Après, je suis bien d'accord avec vous : la compétence d'un général, la valeur d'une armée, la puissance militaire d'un pays, s'apprécient à l'aune de l'adversaire. Mais cette logique comparative est loin d'être mise en pratique. Je ne reviens pas là dessus, estimant avoir déjà suffisamment fait part de mes positions à ce sujet.
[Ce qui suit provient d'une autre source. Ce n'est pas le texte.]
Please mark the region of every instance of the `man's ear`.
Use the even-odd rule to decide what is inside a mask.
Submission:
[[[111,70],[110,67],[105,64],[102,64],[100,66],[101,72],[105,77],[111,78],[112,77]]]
13 De le lecteur - 19/09/2012, 16:44
Je vais préciser ce que j'entendais par "regarder dans le détail", car j'étais elliptique.
Dès qu'on regarde de près un système, quel qu'il soit, on voit les failles et les défauts, et si on reste à ce niveau, on peut garder une énorme impression de fragilité. Par exemple si on observe comment est fabriqué un avion, que l'on se demande comment la conception est faite, ce qui est testé et comment, d'où viennent les composants, comment est fait "pour de vrai" l'assemblage, à quoi ressemble la maintenance... On va alors prendre conscience de centaines de détails à risque, de tous plein d'arrangements manuels, de nombreuses rustines. (Et le même phénomène est vrai si on regarde, par exemple, comment fonctionne la salle d'opérations d'un hôpital...).
On a vite fait de ne voir plus que ces risques, et de perdre de vue que le système, globalement, tourne quand même, et à peu près correctement.
14 De Tietie007 - 04/03/2014, 22:54
Je suis en train de le lire. Propos un peu confus et assez mal charpentés ...j'ai bien aimé le passage sur le pacifisme français intégral. Par contre, le propos est assez orienté style "c'est la faute du front populaire" ...on sent très bien que Quétel n'est pas neutre.